Things don’t stay the same though, no matter how much we want them to. We all move on, we all change, grow and learn either with our conscious participation or resistance. We can embrace changes or we can deny them. We can give the power and responsibility away or we can co-create and align. I’ve always looked at life as an adventure. I never know what is coming my way and to me, that’s part of the fun. There are days that are not fun and days when I’m blessed out beyond recognition and yet I avoid labeling them. I feel the emotions, I allow them to come in and roll out. I take it all in.

Last Friday this current phase culminated in a personal goal that I didn’t even know I held. I’ve always loved learning and sharing. It’s part of my vibration and something that comes naturally to me.
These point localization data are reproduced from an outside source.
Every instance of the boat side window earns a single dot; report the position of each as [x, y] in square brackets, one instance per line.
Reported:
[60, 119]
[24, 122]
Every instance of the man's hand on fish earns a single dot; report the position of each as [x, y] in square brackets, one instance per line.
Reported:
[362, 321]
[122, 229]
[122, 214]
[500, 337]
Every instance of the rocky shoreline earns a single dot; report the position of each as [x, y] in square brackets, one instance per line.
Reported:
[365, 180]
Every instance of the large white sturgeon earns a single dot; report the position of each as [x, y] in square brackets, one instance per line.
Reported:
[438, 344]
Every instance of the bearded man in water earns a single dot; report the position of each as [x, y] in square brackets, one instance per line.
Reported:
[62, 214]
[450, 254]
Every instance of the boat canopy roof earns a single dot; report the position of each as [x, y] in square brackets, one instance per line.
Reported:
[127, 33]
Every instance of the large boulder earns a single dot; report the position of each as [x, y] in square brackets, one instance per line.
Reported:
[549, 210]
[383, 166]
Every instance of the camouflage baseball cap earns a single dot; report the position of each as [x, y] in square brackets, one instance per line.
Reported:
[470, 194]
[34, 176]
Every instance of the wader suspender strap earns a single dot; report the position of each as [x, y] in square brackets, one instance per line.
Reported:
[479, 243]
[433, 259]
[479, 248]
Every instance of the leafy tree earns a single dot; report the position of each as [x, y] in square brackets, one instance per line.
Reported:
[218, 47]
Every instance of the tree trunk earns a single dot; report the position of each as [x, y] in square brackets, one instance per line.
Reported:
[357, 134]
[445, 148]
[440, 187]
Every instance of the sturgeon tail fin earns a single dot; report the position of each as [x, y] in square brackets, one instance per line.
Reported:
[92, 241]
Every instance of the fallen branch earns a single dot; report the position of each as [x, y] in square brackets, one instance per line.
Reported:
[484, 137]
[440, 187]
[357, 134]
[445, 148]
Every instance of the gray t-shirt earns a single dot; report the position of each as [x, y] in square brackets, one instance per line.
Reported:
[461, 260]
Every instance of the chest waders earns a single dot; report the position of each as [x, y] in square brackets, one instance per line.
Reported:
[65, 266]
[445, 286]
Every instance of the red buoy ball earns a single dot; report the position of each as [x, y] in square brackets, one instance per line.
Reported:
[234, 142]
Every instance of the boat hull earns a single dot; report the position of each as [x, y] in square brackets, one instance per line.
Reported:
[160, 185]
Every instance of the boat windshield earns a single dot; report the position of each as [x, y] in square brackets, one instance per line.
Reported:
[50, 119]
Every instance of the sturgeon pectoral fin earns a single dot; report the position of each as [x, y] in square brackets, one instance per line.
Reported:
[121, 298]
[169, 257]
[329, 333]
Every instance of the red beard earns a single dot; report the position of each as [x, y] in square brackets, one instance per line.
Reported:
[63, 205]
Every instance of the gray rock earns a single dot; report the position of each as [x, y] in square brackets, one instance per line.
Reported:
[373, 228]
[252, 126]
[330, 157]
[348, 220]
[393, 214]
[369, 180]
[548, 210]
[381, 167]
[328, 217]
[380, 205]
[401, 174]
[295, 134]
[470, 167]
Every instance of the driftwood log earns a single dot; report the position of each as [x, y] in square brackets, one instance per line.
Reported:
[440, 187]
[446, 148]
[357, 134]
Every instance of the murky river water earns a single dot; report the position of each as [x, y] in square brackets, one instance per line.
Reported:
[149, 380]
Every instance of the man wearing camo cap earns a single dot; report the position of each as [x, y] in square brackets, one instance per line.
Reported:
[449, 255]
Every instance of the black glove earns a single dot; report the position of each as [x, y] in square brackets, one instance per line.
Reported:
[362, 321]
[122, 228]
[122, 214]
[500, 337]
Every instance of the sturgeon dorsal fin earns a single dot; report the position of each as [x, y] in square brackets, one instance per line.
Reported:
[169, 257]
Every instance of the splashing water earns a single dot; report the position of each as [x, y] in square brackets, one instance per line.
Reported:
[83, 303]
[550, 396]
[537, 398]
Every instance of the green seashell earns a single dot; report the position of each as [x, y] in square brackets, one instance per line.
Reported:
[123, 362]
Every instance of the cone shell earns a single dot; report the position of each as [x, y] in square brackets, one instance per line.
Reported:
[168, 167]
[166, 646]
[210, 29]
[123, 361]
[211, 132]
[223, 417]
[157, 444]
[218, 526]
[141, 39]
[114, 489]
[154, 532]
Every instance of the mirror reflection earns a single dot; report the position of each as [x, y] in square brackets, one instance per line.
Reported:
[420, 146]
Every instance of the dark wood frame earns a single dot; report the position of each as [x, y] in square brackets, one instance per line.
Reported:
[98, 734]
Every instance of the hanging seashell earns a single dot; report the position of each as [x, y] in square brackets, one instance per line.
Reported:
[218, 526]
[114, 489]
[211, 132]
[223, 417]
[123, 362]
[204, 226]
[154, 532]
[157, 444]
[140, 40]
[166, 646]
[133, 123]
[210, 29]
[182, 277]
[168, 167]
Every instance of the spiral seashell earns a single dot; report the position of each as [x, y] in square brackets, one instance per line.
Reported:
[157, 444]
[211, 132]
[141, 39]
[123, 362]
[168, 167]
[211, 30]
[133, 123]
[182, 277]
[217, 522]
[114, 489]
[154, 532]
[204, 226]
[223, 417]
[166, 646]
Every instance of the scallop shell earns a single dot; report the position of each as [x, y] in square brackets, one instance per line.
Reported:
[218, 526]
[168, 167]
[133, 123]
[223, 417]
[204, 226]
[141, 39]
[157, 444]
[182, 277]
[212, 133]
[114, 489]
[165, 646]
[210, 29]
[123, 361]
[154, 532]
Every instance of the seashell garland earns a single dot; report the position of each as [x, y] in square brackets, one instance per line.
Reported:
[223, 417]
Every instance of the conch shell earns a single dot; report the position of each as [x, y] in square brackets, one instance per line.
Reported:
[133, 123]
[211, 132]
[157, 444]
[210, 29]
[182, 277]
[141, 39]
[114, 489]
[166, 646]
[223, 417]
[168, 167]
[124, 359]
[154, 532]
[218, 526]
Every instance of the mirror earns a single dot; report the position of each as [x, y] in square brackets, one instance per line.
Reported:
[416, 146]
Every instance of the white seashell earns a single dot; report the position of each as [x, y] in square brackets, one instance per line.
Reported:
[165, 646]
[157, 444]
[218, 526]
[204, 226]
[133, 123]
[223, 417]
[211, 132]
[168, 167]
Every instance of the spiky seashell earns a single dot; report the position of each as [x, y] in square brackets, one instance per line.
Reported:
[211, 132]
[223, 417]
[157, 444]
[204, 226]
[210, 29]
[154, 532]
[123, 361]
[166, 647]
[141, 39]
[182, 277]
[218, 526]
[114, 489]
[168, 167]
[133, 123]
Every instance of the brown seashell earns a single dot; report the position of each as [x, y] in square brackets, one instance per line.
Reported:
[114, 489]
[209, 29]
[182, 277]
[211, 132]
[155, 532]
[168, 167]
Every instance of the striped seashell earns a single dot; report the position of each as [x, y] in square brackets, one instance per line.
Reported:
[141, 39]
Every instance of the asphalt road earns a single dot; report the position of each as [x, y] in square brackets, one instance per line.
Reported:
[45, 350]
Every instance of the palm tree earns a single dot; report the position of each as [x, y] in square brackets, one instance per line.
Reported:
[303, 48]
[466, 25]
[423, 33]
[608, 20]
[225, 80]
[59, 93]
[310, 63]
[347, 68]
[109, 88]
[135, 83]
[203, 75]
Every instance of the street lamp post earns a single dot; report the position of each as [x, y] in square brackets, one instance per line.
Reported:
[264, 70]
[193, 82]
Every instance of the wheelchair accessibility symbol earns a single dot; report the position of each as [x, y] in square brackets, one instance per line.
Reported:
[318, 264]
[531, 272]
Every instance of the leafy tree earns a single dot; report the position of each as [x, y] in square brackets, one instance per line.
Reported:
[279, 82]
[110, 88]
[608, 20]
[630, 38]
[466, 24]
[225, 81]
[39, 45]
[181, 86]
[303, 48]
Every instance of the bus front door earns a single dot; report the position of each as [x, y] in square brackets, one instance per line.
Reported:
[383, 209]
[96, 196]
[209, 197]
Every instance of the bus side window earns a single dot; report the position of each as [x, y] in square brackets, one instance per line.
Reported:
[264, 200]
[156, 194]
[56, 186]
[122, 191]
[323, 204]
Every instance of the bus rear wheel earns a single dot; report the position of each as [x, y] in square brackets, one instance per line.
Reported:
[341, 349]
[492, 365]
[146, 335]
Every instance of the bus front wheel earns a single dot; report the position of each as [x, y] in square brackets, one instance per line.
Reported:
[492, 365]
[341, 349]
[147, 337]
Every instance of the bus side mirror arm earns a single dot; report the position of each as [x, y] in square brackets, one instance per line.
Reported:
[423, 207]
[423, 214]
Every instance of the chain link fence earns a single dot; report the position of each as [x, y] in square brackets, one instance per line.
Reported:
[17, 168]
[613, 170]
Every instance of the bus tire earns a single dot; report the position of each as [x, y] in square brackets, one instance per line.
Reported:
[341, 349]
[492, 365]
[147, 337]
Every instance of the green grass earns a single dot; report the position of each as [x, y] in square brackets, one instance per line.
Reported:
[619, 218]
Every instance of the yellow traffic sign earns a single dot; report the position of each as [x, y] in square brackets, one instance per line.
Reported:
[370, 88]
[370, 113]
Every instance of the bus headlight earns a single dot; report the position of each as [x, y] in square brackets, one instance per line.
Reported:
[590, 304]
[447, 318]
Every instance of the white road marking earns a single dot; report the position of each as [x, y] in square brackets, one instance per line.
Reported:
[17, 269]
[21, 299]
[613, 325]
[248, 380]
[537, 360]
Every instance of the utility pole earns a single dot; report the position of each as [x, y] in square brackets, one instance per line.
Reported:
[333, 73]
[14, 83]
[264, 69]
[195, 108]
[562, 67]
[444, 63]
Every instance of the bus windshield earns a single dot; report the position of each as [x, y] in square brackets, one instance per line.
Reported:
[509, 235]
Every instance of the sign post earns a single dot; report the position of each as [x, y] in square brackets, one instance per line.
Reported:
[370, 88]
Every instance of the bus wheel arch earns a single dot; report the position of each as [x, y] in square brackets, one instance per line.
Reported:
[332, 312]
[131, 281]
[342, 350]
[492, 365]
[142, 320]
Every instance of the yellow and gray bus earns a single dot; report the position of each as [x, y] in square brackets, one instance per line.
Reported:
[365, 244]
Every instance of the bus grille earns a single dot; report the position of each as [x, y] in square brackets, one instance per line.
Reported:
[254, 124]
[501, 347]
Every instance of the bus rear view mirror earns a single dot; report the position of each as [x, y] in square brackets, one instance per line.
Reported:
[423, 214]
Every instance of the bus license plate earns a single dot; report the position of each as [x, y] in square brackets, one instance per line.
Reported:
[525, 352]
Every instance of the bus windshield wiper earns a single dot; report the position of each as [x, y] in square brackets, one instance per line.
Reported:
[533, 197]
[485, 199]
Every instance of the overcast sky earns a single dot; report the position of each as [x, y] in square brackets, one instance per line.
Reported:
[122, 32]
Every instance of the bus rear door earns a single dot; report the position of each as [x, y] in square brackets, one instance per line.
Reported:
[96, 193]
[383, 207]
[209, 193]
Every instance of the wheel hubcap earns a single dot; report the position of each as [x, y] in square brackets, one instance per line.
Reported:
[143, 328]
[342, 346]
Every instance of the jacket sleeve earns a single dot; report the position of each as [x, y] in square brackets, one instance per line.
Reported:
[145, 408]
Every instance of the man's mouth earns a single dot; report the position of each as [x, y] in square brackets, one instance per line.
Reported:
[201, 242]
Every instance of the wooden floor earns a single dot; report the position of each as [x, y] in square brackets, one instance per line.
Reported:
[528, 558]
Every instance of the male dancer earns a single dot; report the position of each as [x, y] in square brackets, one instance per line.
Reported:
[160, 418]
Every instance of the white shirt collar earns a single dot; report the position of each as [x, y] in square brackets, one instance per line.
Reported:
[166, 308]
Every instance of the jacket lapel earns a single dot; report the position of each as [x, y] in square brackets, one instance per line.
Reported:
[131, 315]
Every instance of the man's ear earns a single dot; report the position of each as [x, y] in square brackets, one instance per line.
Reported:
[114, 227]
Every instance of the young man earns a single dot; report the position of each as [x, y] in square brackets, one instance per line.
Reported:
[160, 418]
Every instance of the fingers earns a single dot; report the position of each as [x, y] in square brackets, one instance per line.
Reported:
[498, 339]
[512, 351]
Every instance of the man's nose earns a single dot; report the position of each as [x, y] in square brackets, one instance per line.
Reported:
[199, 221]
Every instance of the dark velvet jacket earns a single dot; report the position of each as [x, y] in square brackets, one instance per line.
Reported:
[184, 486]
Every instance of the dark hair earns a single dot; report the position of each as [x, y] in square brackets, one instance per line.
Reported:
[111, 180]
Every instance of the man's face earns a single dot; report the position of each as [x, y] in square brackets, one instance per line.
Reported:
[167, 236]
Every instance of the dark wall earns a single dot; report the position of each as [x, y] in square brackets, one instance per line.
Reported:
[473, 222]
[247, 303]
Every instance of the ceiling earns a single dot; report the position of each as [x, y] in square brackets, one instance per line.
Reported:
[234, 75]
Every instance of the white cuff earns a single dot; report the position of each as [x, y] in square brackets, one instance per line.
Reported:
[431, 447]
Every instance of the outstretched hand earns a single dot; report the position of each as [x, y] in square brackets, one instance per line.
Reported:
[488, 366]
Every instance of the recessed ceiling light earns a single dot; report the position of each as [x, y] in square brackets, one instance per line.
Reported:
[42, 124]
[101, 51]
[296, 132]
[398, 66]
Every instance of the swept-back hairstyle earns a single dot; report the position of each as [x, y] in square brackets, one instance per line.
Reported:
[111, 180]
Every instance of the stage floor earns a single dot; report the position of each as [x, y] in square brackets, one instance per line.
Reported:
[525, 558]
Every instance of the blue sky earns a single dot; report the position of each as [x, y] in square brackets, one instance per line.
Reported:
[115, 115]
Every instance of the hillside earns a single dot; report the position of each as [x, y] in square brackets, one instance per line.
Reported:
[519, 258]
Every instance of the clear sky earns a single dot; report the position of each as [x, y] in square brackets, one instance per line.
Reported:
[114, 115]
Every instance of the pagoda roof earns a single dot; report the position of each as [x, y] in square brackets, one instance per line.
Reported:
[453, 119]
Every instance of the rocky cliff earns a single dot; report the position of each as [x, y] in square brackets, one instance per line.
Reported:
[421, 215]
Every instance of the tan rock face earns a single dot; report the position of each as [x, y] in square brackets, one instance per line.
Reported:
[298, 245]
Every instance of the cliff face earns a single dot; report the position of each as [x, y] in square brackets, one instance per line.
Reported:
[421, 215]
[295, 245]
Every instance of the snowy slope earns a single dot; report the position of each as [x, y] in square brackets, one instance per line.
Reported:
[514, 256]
I had thought about getting a master’s degree and then when I left teaching I never gave it another thought; too much hassle, too much time, too much effort, too much money. In October I met with an amazing lady by the name of Dr. Rebecca Pasco. Ever hear of a golden key? She put in in my hand in this conversation! In this crystallizing moment I was reminded that our paths are not linear, they are meant to wind, weave, and take the “scenic route”.

I never looked for this job, this position, this career. It found me. I’ve only ever followed my heart in anything that I’ve ever done. If it feels right I do it, if it doesn’t I don’t. Gone are the days where I resist my own insight. Instead, even if it makes zero sense (to anyone including me) but it feels correct, I do it. I think my family and friends have seen this enough to know that it’s simply how I roll. So Dr. Pasco shared that not only could I get my specialists degree in library I would only be two classes away from a Master’s Degree, something clicked: this degree has been waiting a long time for me. I wasn’t going to spend money getting a degree in a field that I didn’t love. I wouldn’t have known that I love the library field had I not said “yes” to the opportunity that came to be a year ago at this time. I wouldn’t be in grad school if I hadn’t taken a chance and called Dr. Pasco. The amazing weave and web of this phase just feels magical to me! And all that was really needed was an open-mind and an open-heart. I’m thinking now we aren’t supposed to know how the dance will go, we’re just supposed to dance.

I wasn’t sure about the best way to offer an “update” and I’m a bit surprised at how much just “spilled out”. I’ve missed writing the blog and I’m happy to report that I’ll be posting much more often now that my classes are about wrapped up. I want to encourage you, wherever you are in your life, whatever you are facing or contemplating to say YES. Say YES to YOU. Go within, feel your truth. It is that simple, you can always wonder how things will turn out, but you don’t have to know. You can freely enjoy the path that you are walking on this day. You can let your heart lead the way and allow it to take you where it knows to go. I think we do ourselves a disservice when we work so hard to figure it all out because then we’re missing the joy of the present moment.

As we prepare to close the books on another year, I stand in awe and gratitude of all that I’ve been given. It’s really not the degree that I’m after, it’s the experience, the knowledge and the awareness of all that I am receiving, giving and learning along the way. Most of all, it is the opportunity to connect with others, to share, inspire and grow together. I think we have no idea how significant our impact and support is for others is. I was simply blown away with swelling gratitude, by the facebook responses I received when I posted that I’d made it into grad school. Those likes and comments were worth more than a million bucks to me!
So with all of my heart…thanks for reading. Thanks for your patience in between posts too. I’ll be happily sharing the new adventures, humor and story as they unfold. I hope you’ll keep “dancing” with me.